More expensive emergency care means better outcomes

Spending more on emergency care results in better patient outcomes, according to a study from MIT soon to be published in the Journal of Political Economy.

Researchers, led by MIT economist Joseph Doyle, assessed several years' worth of New York ambulance-dispatch patterns to determine various levels of treatment's effects on similar groups of patients. Doyle and his team analyzed Medicare billing records for 29 serious conditions in 40 communities and found that upping spending for emergency care one standard deviation above the mean reduced mortality by about 10 percent.

By using these variations, Doyle said, researchers hoped to get "a better apples-to-apples comparison" than previous research, which has not always controlled for variation in types of patients.

"If the question is, 'Do high-spending hospitals get better outcomes for emergency care?'--we think that they do," Doyle said in an announcement from MIT. "We do find that if you go from a low-spending hospital to a high-spending hospital, you get significantly lower mortality rates."
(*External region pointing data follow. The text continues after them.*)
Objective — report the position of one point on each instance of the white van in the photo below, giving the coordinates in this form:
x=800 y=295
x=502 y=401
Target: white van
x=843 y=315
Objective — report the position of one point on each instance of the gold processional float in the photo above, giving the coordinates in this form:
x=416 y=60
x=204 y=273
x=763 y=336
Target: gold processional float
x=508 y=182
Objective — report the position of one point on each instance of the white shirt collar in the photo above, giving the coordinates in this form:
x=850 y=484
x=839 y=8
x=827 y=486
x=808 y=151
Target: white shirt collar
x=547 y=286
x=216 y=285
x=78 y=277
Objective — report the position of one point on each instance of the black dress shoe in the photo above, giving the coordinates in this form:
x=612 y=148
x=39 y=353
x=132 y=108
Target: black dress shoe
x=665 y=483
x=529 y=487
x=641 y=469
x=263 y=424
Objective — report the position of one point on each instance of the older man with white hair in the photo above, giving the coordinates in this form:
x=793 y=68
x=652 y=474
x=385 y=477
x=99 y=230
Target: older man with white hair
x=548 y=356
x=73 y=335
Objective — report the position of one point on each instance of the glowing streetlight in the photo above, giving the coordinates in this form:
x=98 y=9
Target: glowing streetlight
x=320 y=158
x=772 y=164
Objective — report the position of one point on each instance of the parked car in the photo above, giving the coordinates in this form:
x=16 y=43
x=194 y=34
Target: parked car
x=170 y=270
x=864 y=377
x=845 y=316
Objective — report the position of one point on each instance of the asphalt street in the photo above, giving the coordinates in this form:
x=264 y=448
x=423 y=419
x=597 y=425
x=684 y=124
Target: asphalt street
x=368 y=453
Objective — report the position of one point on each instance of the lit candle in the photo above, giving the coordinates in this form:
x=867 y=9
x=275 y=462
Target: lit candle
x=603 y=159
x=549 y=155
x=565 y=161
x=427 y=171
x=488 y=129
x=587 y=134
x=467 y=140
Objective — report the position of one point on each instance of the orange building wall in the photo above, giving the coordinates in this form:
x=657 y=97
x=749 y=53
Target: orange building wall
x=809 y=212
The research conflicts with the healthcare industry's current focus on achieving better outcomes with lower spending. Healthcare spending is projected to be a major driver of federal budget deficits over the next few years, with spending on Medicare, Medicaid and other federal healthcare programs reaching 5.3 percent of gross domestic product by 2016 and 6.2 percent by 2025, according to a recent report by the Congressional Budget Office.

Freestanding emergency departments, which have grown in popularity in recent years, have also come under criticism for their high costs, despite their convenience, FierceHealthcare previously reported.

Although Doyle did not conclude there is no waste in healthcare spending, he noted that evidence shows that emergency care is not a major area for such waste. "If we're trying to find out where the waste is, our research suggests it's not in emergency care," he said.